Property Market Review November 2017

Record year for London commercial property market

This year the commercial property market in central London is set to exceed £20 billion of transactions and may well surpass the record set in 2014 of £21.6 billion, according to the property adviser Savills. Their data reveals that the first nine months of the year saw £14.2 billion of completed transactions with buyers coming from no less than 27 different countries.

Commenting on their findings, Stephen Down from Savills was quoted as saying: “UK real estate, particularly prime assets with strong income streams in the capital, continues to appeal to a broad spectrum of international investors, while outside this sphere of interest there is also demand from a broad professional investor base . . . ”

Given that over the last five years, Q4 transactions have averaged £6.6 billion, the prospect of this region surpassing the record has led Savills to predict that 2017 volumes could “easily exceed” the previous record.

Further Endorsement for post-Brexit UK property market

‘WeWork’ the $20bn (£15.2bn) USA-headquartered space provider, has committed to £2bn of leases in the UK to be taken up over the next 25 years, adding to their 25 offices in London and two buildings in Manchester.

Their business model does not entail owning property, rather they lease building space, either whole buildings or floors within existing properties. They then fit out their space as co-working communes where just single, or multiple desk space or individual offices are then rented out.

Their existing UK lease commitments equate to £1bn up to the year 2042, with an additional £1bn of deals extending out to 2038. All of these leases have been initiated since 2016.

This reflects a tremendous endorsement of their commitment to the UK economy stretching well beyond Brexit.

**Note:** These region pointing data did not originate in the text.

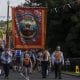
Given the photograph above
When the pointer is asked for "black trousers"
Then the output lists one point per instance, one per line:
(6, 68)
(57, 69)
(44, 65)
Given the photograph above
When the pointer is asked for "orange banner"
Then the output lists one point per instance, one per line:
(29, 27)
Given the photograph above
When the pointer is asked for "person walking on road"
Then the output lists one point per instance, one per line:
(45, 63)
(6, 59)
(57, 61)
(26, 66)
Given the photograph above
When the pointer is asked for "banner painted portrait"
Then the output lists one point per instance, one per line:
(28, 27)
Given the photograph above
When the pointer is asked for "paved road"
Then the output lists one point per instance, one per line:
(37, 76)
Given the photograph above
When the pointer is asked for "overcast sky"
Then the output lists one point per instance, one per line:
(3, 7)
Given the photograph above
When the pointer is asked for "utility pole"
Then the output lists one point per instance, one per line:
(7, 30)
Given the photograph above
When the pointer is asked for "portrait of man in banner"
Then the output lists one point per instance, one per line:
(27, 27)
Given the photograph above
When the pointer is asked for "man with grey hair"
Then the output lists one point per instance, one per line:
(57, 61)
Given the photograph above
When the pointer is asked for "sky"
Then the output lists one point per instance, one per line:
(3, 7)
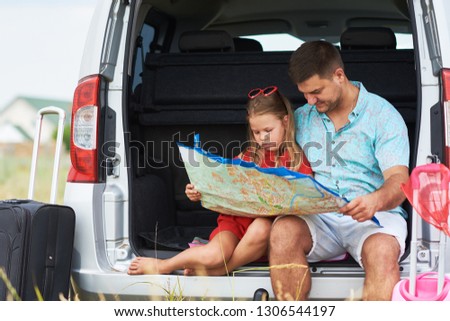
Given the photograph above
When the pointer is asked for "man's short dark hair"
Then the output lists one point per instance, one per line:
(314, 58)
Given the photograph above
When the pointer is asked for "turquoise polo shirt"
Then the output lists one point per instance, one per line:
(351, 161)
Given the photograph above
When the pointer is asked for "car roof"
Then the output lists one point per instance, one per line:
(304, 19)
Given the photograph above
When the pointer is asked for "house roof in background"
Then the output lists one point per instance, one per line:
(39, 103)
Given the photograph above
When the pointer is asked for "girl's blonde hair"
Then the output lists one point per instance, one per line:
(279, 106)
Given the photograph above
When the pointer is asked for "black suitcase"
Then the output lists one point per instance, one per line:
(36, 239)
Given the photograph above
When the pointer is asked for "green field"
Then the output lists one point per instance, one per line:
(15, 174)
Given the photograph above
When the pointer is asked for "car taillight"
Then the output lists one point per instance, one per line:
(84, 133)
(446, 104)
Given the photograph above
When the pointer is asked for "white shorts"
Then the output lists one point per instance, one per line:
(334, 234)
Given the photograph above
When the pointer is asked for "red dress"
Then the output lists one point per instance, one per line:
(238, 225)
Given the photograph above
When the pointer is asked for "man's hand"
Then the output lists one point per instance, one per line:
(362, 208)
(387, 197)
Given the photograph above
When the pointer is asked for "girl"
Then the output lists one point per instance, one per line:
(240, 240)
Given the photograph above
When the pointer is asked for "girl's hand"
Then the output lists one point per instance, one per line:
(192, 193)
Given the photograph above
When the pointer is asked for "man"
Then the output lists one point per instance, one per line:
(358, 146)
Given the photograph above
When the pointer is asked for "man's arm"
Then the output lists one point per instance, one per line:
(388, 196)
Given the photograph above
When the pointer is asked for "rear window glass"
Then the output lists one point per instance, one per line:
(287, 42)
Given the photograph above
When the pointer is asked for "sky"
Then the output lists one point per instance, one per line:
(41, 45)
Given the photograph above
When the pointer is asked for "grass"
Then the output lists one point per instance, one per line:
(15, 165)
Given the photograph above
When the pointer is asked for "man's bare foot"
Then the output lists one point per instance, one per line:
(145, 265)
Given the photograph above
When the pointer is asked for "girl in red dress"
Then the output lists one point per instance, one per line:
(240, 240)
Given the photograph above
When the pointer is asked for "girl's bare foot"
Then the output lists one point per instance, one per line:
(206, 272)
(145, 265)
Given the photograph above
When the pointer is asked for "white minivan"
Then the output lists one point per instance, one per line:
(157, 72)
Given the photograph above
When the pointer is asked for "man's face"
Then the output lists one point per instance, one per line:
(324, 93)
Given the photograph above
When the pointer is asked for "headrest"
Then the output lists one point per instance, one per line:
(368, 38)
(205, 41)
(246, 44)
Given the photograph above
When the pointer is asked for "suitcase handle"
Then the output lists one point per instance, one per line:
(51, 110)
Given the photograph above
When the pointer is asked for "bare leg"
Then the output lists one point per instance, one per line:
(380, 259)
(290, 239)
(212, 255)
(251, 247)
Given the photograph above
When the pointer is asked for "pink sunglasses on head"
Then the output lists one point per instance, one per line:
(265, 92)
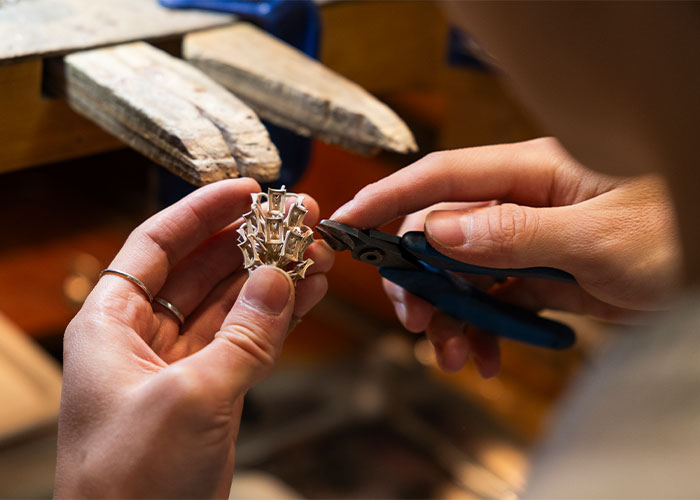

A spokesperson for WeWork commented: “We’re committed to London – it has been a centre for commerce for centuries and always will be, and that’s why we’re investing here. Like all big changes, Brexit will create challenges and opportunities, and we think our members recognise that.”

In addition, the renowned financial advisory firm Lazard, have initiated a search for a new London office, as the lease on their Mayfair office draws to a close. Another indication of a large firm’s commitment to the capital.

Office demand from TMT sector continues to grow

A research paper issued by Knight Frank, focussing on M25 office investment, development and occupier markets in Q3, outlines growing demand from the Telecoms, Media and Technology (TMT) sector. Over a quarter (28%) of office take-up across the South East can be attributed to the TMT sector. The principal focus of activity has been the M4 corridor, which has a long association with technological company presence.

In the year to date, TMT firms represent 37% of total take-up in the M4 corridor, a vast area stretching from London to South Wales. This is the highest percentage increase in take-up since 2000. The rise in tech demand means that take-up in the M4 is consistent with the long-term market trend.